Hundreds have taken to the streets of Brooklyn in protest of New York Governor Andrew Cuomo’s lockdown of a number of communities to contain the spread of coronavirus.
The nine New York City neighborhoods hit with tighter restrictions all include a sizable Orthodox Jewish population, and the crackdown comes smack-dab in the middle of the Jewish holiday of Sukkot.
Religious Discrimination or Common Sense?
Many Orthodox Jews felt singled out by the measures, which specifically restrict faith gatherings. And neighborhoods in Brooklyn and Queens with high Orthodox populations were on the receiving end of the restrictions.
The reasoning behind this decision: the areas targeted represent 7% of NYC’s population but 20% of new COVID cases.
"This is about mass gatherings. And one of the prime places of mass gatherings are houses of worship," Governor Andrew Cuomo said. "I understand it's a sensitive topic but that is the truth, period."

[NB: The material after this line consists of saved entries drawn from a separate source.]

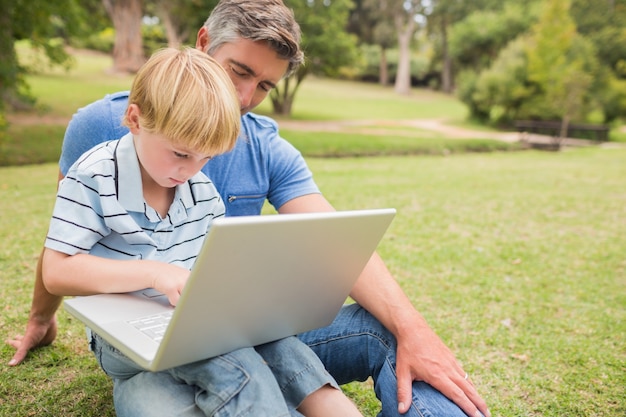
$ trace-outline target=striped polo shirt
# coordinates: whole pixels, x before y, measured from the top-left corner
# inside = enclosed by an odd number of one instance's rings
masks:
[[[224,215],[213,183],[198,173],[176,187],[165,218],[143,198],[133,137],[92,148],[59,184],[47,248],[68,255],[152,259],[191,269],[213,219]]]

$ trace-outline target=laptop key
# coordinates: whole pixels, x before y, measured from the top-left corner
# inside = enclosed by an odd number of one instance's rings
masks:
[[[165,329],[172,318],[173,312],[160,313],[139,319],[129,320],[128,324],[141,331],[150,339],[160,342],[165,334]]]

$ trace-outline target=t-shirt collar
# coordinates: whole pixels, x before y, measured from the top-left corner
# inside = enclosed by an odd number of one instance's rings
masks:
[[[144,212],[146,207],[144,206],[143,187],[141,184],[141,169],[131,133],[120,139],[115,152],[115,163],[118,201],[128,211]],[[172,209],[181,203],[184,208],[189,208],[196,204],[189,181],[176,186],[174,204],[170,208],[169,214],[171,215]],[[174,211],[176,212],[177,210]]]

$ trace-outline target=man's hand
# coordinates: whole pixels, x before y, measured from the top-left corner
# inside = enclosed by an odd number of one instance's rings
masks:
[[[40,321],[33,317],[28,319],[26,333],[7,339],[6,343],[16,349],[15,355],[9,361],[10,366],[19,365],[24,361],[31,349],[51,344],[57,336],[56,316],[47,321]]]
[[[490,417],[487,404],[450,349],[430,329],[420,329],[398,340],[398,411],[404,414],[412,402],[413,381],[424,381],[458,405],[468,416]]]

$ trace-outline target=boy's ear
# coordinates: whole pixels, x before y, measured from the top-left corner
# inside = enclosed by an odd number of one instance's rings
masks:
[[[131,104],[126,109],[126,122],[133,135],[139,133],[139,116],[141,116],[141,110],[136,104]]]

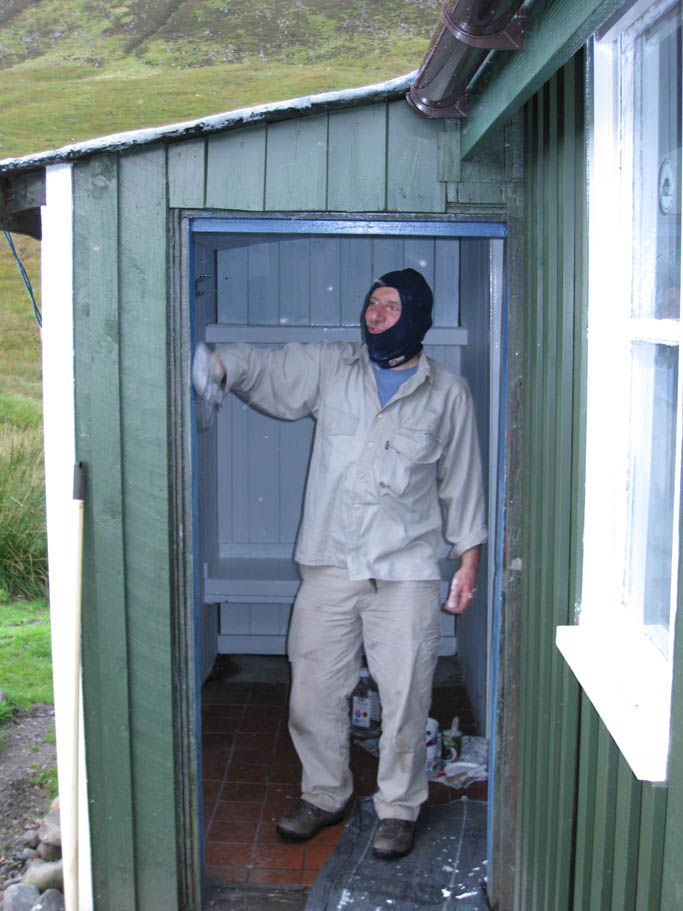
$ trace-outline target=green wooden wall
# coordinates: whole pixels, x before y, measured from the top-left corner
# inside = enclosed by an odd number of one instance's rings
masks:
[[[484,149],[481,167],[475,159],[461,168],[454,136],[453,124],[424,120],[398,101],[74,164],[96,911],[199,906],[197,694],[192,659],[183,658],[193,653],[183,482],[190,466],[179,464],[189,462],[191,447],[189,421],[173,426],[171,417],[189,414],[187,363],[173,345],[176,333],[187,338],[189,318],[173,210],[430,215],[452,211],[469,188],[471,212],[502,215],[503,131]],[[182,383],[172,379],[175,370]]]
[[[554,639],[580,586],[586,397],[584,56],[527,104],[518,911],[683,907],[683,637],[670,784],[635,780]],[[683,627],[679,610],[679,633]]]
[[[405,101],[311,114],[169,146],[169,203],[245,212],[416,212],[505,203],[502,129],[481,163],[460,161],[460,127]]]
[[[163,147],[74,167],[83,689],[97,911],[176,908]]]

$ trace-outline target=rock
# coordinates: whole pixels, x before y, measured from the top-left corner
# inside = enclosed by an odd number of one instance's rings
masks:
[[[57,848],[55,845],[48,845],[47,842],[41,841],[38,845],[38,855],[42,857],[43,860],[59,860],[62,856],[62,849]]]
[[[55,848],[62,847],[62,833],[60,829],[59,809],[52,810],[40,820],[38,826],[38,837],[44,845],[53,845]]]
[[[2,911],[31,911],[39,898],[40,892],[35,886],[27,883],[8,886],[5,890]]]
[[[38,852],[35,848],[24,848],[23,851],[20,851],[17,854],[19,860],[33,860],[35,857],[38,857]]]
[[[40,842],[38,838],[38,829],[27,829],[24,832],[24,844],[29,848],[37,848]]]
[[[47,889],[31,911],[64,911],[64,896],[57,889]]]
[[[5,702],[7,702],[7,693],[2,688],[0,688],[0,703]]]
[[[32,860],[24,873],[23,882],[35,886],[39,892],[47,889],[64,888],[64,875],[61,860],[50,863],[46,860]]]
[[[54,715],[54,712],[52,714]],[[59,813],[59,794],[55,797],[55,799],[50,804],[50,812]]]

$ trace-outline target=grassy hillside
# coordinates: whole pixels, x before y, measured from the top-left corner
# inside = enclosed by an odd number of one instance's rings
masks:
[[[366,85],[419,65],[439,0],[0,0],[0,158]]]

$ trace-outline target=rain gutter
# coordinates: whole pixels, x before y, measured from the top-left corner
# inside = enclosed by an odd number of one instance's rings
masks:
[[[467,117],[468,88],[491,51],[522,49],[523,0],[444,0],[407,95],[425,117]]]
[[[512,117],[586,44],[596,29],[628,2],[517,2],[517,12],[504,30],[507,36],[489,35],[489,39],[497,40],[495,46],[478,46],[473,38],[481,35],[473,35],[467,23],[462,25],[463,16],[479,16],[481,20],[487,11],[511,11],[515,4],[444,0],[444,13],[410,87],[408,103],[426,117],[466,118],[460,151],[467,158],[497,123]],[[452,27],[453,20],[457,29]],[[521,53],[498,53],[504,49]]]

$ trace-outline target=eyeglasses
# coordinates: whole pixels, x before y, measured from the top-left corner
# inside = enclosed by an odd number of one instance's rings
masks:
[[[370,308],[373,310],[383,310],[385,313],[389,313],[391,315],[401,312],[401,305],[398,302],[388,301],[386,304],[382,304],[377,300],[373,300],[372,298],[370,298],[370,301],[368,302],[367,310],[370,310]]]

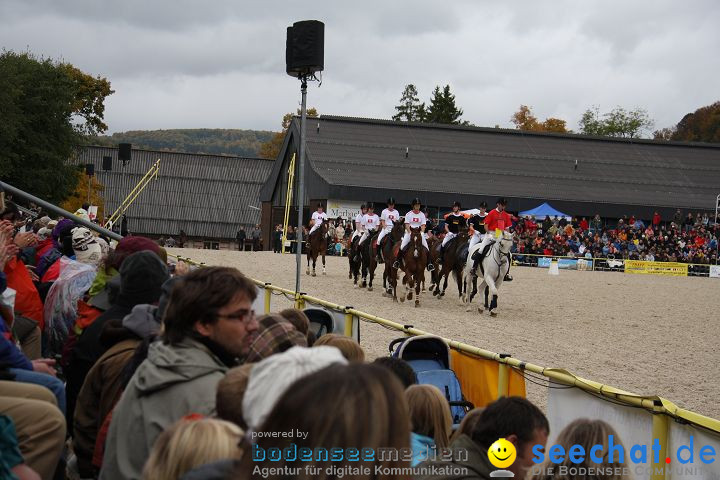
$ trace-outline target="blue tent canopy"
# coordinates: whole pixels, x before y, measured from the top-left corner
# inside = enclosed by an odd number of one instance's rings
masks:
[[[567,213],[563,213],[559,210],[555,210],[552,205],[549,203],[543,203],[540,206],[537,206],[531,210],[525,210],[524,212],[520,212],[521,217],[529,217],[530,215],[535,215],[535,218],[537,220],[544,220],[545,217],[565,217],[568,220],[571,220],[572,217],[568,215]]]

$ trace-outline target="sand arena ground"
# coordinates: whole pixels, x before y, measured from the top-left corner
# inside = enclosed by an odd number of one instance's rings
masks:
[[[295,257],[271,252],[173,250],[208,265],[227,265],[285,288],[295,287]],[[304,262],[304,257],[303,257]],[[630,392],[660,395],[679,406],[720,418],[720,280],[659,277],[617,272],[561,271],[515,267],[515,281],[503,285],[499,315],[466,313],[451,280],[437,300],[425,293],[421,308],[396,304],[353,288],[347,258],[327,257],[327,276],[304,273],[302,290],[325,300],[412,324],[430,333],[487,350],[511,353],[546,367],[563,367],[582,377]],[[378,273],[381,272],[379,271]],[[428,275],[429,281],[429,275]],[[382,277],[376,285],[382,285]],[[273,296],[273,310],[289,306]],[[361,325],[361,344],[372,359],[387,355],[397,332]],[[546,389],[527,384],[528,397],[542,408]]]

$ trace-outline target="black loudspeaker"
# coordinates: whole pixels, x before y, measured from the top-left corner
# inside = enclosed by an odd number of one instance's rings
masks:
[[[122,160],[123,162],[129,162],[130,156],[132,155],[131,152],[131,143],[121,143],[120,145],[118,145],[118,160]]]
[[[103,157],[103,170],[106,172],[112,170],[112,157]]]
[[[92,177],[95,175],[95,164],[94,163],[86,163],[85,164],[85,175],[88,177]]]
[[[285,71],[291,77],[301,77],[324,68],[325,24],[317,20],[293,23],[287,28],[285,42]]]

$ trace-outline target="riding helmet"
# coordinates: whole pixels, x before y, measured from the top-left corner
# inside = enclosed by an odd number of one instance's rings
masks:
[[[364,203],[360,205],[360,210],[367,210],[367,205],[365,205]]]
[[[367,208],[368,210],[370,210],[371,208],[375,210],[375,205],[373,204],[373,202],[367,202],[366,205],[367,206],[365,208]]]
[[[487,202],[480,202],[480,206],[478,208],[484,208],[487,210]]]
[[[395,199],[394,199],[393,197],[388,198],[387,204],[388,204],[388,205],[395,205]]]
[[[504,206],[506,206],[506,205],[507,205],[507,200],[505,199],[505,197],[500,197],[500,198],[498,198],[497,203],[498,203],[499,205],[504,205]]]
[[[460,205],[460,202],[457,202],[457,201],[455,203],[453,203],[453,207],[462,208],[462,206]]]
[[[420,199],[417,198],[417,197],[413,198],[412,202],[410,202],[410,206],[411,206],[411,207],[412,207],[412,206],[415,206],[415,205],[422,205],[422,202],[421,202]]]
[[[322,206],[323,206],[322,202],[318,202],[317,208],[320,208],[320,207],[322,207]],[[324,208],[324,207],[323,207],[323,208]]]

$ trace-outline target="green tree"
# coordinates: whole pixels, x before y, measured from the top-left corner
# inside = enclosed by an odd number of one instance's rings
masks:
[[[625,110],[616,107],[612,111],[600,115],[597,106],[589,108],[580,119],[580,133],[604,137],[641,138],[650,130],[655,122],[647,111],[642,108]]]
[[[110,84],[30,53],[0,55],[0,176],[60,203],[77,183],[69,165],[88,132],[103,132]]]
[[[455,125],[467,125],[467,122],[461,122],[463,111],[455,104],[455,95],[450,93],[450,85],[440,90],[435,87],[433,90],[430,105],[425,112],[424,121],[430,123],[452,123]]]
[[[298,108],[297,114],[300,115],[302,112]],[[317,117],[318,112],[316,108],[308,108],[307,109],[307,116],[308,117]],[[285,141],[285,134],[288,131],[288,128],[290,128],[290,124],[292,123],[293,114],[292,113],[286,113],[283,115],[282,119],[282,132],[277,132],[273,134],[272,138],[268,140],[267,142],[260,145],[260,151],[258,152],[260,155],[260,158],[269,158],[271,160],[275,160],[278,155],[280,155],[280,150],[282,149],[283,142]]]
[[[400,105],[395,106],[397,113],[392,119],[400,122],[422,122],[425,117],[425,103],[420,103],[418,91],[412,83],[405,85],[402,97],[400,97]]]
[[[675,127],[672,139],[683,142],[720,142],[720,102],[685,115]]]

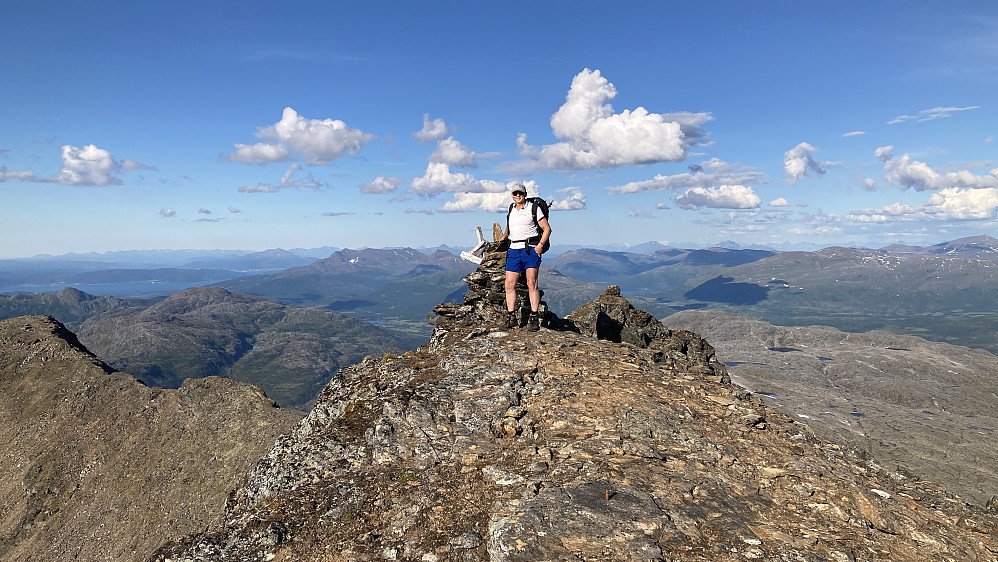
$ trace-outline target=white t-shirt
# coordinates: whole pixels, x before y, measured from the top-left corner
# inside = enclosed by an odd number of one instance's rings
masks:
[[[522,209],[517,209],[516,205],[513,205],[513,210],[509,213],[510,248],[526,248],[526,242],[515,242],[515,240],[527,240],[541,233],[533,219],[530,218],[530,209],[533,207],[534,204],[530,201],[524,203]],[[544,211],[541,210],[540,205],[537,205],[536,215],[538,222],[544,218]]]

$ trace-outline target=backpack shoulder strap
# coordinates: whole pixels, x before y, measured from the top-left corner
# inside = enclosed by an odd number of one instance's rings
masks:
[[[540,226],[539,224],[537,224],[537,207],[541,208],[541,216],[543,218],[548,218],[548,204],[547,204],[547,201],[541,199],[540,197],[531,197],[530,198],[530,203],[531,203],[531,206],[530,206],[530,218],[534,219],[534,224],[535,225]]]

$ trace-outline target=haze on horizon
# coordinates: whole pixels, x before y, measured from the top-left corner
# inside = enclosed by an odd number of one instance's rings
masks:
[[[995,235],[998,5],[14,2],[0,258]]]

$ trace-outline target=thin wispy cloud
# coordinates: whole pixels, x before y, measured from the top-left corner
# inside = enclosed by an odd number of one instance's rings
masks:
[[[362,62],[369,60],[369,58],[370,57],[364,55],[336,53],[325,50],[273,48],[258,49],[243,56],[242,60],[251,63],[323,61]]]
[[[766,174],[741,164],[730,164],[718,158],[711,158],[689,166],[689,172],[680,174],[656,174],[649,180],[633,181],[624,185],[606,188],[611,195],[640,193],[643,191],[681,191],[694,187],[715,187],[722,184],[748,185],[766,179]]]
[[[284,175],[281,177],[281,181],[277,185],[268,183],[258,183],[256,185],[244,185],[238,189],[239,193],[277,193],[282,189],[291,188],[301,188],[301,189],[320,189],[322,184],[315,181],[311,174],[308,174],[307,179],[300,180],[295,179],[295,174],[302,170],[301,164],[298,162],[293,162],[288,169],[284,171]]]
[[[969,105],[967,107],[933,107],[932,109],[923,109],[915,115],[898,115],[894,119],[888,121],[887,124],[896,125],[898,123],[904,123],[905,121],[932,121],[933,119],[952,117],[954,113],[960,111],[971,111],[980,108],[981,106],[979,105]]]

Governor Cuomo's press conference went as far as to show a slideshow of a number of Orthodox events, including mass gatherings at houses of worship, as proof that the drastic measures are needed.
Naturally, that didn’t go over too well.
Masks Burned as Protests Erupt
Cuomo met with Orthodox leaders in those communities in a bid to gather support and compliance, but that appears to have been all for naught. On October 6th, impromptu protests burst out in New York’s Borough Park neighborhood.
Chants of “Jewish Lives Matter” and “Donald Trump” were heard from protesters, who numbered in the hundreds. Eventually, a bonfire of masks was created in the middle of the street.
Although the protests have been mostly peaceful, one journalist was attacked and called a “moyser”, the Yiddish word for “snitch”, and had his face spit on.
The street protests, which include mask burning, chanting, and even dancing, have gone on for a number of days.
Cuomo, Protesters Play the Blame Game
Gov. Cuomo puts the blame for the lockdown squarely on the communities on the receiving end of them, saying that if they’d been following the rules to begin with, they wouldn’t be targeted for a shutdown.
“To the extent there are communities that are upset, that’s because they haven’t been following the original rules,” Cuomo said at the original press conference announcing the crackdown.
Even with the protests in full swing, some are making a concerted effort to abide by social distancing guidelines and set an example, and a number of community members handed out masks each evening.
Still, anger over the lockdown was compounded as it came in the middle of the Jewish harvest holiday of Sukkot, bringing community frustrations to a boiling point.
In the midst of all this, a controversial former city council candidate named Heshy Tischler has emerged as the de facto protest leader. “I don’t understand, why only the Jews?” he said in a recent interview, pointing to Orthodox sentiment that they’re being targeted unfairly.
He’s gone so far as to suggest that the figures used by Cuomo to inform which neighborhoods to lock down were falsified, calling the tests “not real.” And he’s even expressed mask skepticism, pointing to President Trump’s numerous maskless appearances as proof that he doesn’t need one.
Where do you stand? Was the Jewish community unfairly targeted? Does religious freedom still apply during a pandemic?